Internalise decision patterns
Material
  • Comfortably Numb — second solo
  • Time — full solo
Approach
  • Analyse note choice relative to chord
  • Analyse duration of each note
  • Analyse placement of bends and use of silence
Constraint Do not just replicate. Extract rules from the phrases — rules that could generate similar phrases in other contexts.
OutcomeUnderstanding of why iconic solos work, not only how they sound.
Week 9 – 10

Composition under constraint

Produce original, structured solos
Task
  • 90–120 second solo over a dynamic backing track
  • Introduce a recurring motif and vary it across the solo
Rules
  • Use the full neck
  • Blend minor and major elements
  • Include sustained bends and microtonal phrasing
  • Dynamic density shifts
  • Harmonic targeting across chord changes
OutcomeA coherent, evolving solo rather than disconnected phrases.

End state — Level 03

At this level, the distinction is no longer technical execution. It is restraint under expanded capability.

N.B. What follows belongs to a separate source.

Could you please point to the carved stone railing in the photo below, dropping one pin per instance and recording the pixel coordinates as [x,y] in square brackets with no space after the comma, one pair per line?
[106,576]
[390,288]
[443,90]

  • Full fretboard fluency without pattern reliance
  • Control of pitch including micro-variation
  • Ability to track harmony in real time
  • Dynamic shaping across long solos
  • Tone used as an active musical parameter

Technique reference.
Reading the diagrams.

03 — Reference

Fretboards are drawn with the high E string at the top, as if you were holding the guitar across your lap and looking down at the fingerboard. Fret numbers run left to right below the diagram.